片手は、斎に握られていた。放せば、斎を失うかもしれない。御魂の、渦の中へ、また引き戻されるかもしれない。
けれど、もう片方の手の、先で雛が連れ去られていく。澪が十六年、守ってきた、たったひとりの、妹が。
助けた、はずだった。
逃がした、はずだった。
それなのに、また、奪われた。直の、手に。澪が斎を選んだ、その瞬間に。
これが答えだ、と澪は思った。
直の、ジレンマは、終わって、いなかった。澪は、枠の、外に出たつもりだった。けれど、直はその先で、待っていた。お前が斎を選ぶなら、雛はもらう。
直は、そう、言っていた。微笑みの、剥がれた、顔で。これは、罰だった。澪が初めて、自分の、心に従った、その、罰だった。

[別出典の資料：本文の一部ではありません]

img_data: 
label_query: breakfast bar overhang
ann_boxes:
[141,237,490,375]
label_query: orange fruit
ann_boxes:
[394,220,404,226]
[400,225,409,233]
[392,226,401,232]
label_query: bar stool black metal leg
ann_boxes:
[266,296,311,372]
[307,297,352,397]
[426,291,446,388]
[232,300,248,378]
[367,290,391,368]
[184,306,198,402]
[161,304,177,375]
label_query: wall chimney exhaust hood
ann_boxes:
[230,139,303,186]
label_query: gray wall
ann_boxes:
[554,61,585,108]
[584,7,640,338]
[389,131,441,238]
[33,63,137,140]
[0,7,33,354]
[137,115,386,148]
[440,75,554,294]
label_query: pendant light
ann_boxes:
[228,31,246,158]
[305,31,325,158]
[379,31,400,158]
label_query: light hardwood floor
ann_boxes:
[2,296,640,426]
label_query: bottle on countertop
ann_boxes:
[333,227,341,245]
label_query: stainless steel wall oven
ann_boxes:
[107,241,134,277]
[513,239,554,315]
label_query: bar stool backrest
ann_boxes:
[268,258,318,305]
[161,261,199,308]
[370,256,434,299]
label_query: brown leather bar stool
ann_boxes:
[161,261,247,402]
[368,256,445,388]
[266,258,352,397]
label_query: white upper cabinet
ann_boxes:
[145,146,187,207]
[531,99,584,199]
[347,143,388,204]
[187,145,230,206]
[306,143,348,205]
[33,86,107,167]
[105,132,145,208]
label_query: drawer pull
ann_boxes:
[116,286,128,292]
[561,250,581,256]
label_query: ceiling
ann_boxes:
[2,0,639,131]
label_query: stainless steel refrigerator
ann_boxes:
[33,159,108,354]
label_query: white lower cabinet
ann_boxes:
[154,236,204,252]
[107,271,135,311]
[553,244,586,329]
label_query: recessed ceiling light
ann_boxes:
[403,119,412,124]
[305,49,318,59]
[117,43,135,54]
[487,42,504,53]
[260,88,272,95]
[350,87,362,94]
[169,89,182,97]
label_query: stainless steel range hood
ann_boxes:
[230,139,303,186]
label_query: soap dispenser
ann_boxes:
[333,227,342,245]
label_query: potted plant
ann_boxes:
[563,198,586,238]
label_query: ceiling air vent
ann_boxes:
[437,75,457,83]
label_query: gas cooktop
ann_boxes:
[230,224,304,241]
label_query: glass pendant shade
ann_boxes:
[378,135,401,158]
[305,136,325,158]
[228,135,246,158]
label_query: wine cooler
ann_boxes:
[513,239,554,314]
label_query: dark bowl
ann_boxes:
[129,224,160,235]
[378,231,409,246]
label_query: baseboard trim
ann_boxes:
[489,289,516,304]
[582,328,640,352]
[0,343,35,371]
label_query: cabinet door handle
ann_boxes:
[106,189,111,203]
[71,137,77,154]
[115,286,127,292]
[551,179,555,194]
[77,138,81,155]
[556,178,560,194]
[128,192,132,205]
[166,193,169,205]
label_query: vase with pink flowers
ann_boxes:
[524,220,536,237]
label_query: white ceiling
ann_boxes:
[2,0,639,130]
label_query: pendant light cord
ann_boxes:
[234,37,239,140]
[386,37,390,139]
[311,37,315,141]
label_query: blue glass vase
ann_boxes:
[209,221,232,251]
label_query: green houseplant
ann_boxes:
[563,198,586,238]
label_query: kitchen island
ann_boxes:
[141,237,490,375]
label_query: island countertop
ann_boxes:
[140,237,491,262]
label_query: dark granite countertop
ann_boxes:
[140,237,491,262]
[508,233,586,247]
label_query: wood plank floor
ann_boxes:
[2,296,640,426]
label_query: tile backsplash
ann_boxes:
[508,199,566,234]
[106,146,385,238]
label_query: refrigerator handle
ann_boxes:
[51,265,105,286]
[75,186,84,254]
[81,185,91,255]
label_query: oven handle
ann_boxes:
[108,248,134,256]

澪は斎の手を、握ったまま、雛の、消えた闇を、見つめた。
何も終わって、いなかった。
斎は、救った。けれど、斎が、まだ斎なのか、わからない。
雛は、逃がした。けれど、また直の手に、落ちた。
神罰は、下らなかった。けれど、その代わりに、澪は名指された。水鏡の、花嫁、と。国じゅうの、見ている、前で。
心を殺して、妹、ひとりを守りたかっただけの、少女だった。誰にも望まれず、誰にも触れられず、ただ雛のために、生きてきた、だけだった。それが、今、望みもしないのに、全世界の、見ている前で、神の、禁忌に触れた者に、なっていた。
逢瀬の、果ての、一触が。
二人を、いや、三人を国じゅうの、標的に変えた。
冬がゆっくりと、両手を広げた。儀の、続きを宣する、ように。
「比良坂の儀は、成った」冬は、言った。「新しき、花嫁を迎えて。さあ――次の、刻へ」
その声は、祝福のように響いた。けれど、澪にはわかっていた。これは終わりではない。冬は儀を止めなかった。
澪を捕らえもしなかった。澪を、儀の新しい芯に据えただけだった。比良坂の儀は終わらない。むしろ、ここから本当の儀が始まる。
澪を贄に。澪を花嫁に。澪のまだ知らない血を使って。
冬の声の穏やかさが、その底知れなさを、いっそう際立たせた。逃げられない、と澪はまた思った。けれど、今度はひとりではなかった。
斎の手が澪の手を、強く、握った。離さない、というように。
その手が、誰の、ものなのか、澪には、まだわからなかった。
祭壇の、上で。国じゅうの、水鏡に映されながら。
少女は握り返された手の、温もりだけを、確かめて、立っていた。
救いたかったものは、何ひとつ、手の中に残らなかった。妹は奪われた。斎は、誰とも知れぬものになった。澪自身は、もうただの娘ではいられない。
心を殺して、ただ生き延びたかった。それだけのはずだった。それなのに、澪は世界の真ん中で、最も目立つ場所に立たされていた。水鏡の花嫁として。
逢瀬の果てにたどり着いたのは、二人きりのしあわせではなかった。国じゅうを敵に回した、ひとつの温もりだった。それでも澪は、その手を放さなかった。
そこですべての、水鏡が暗転した。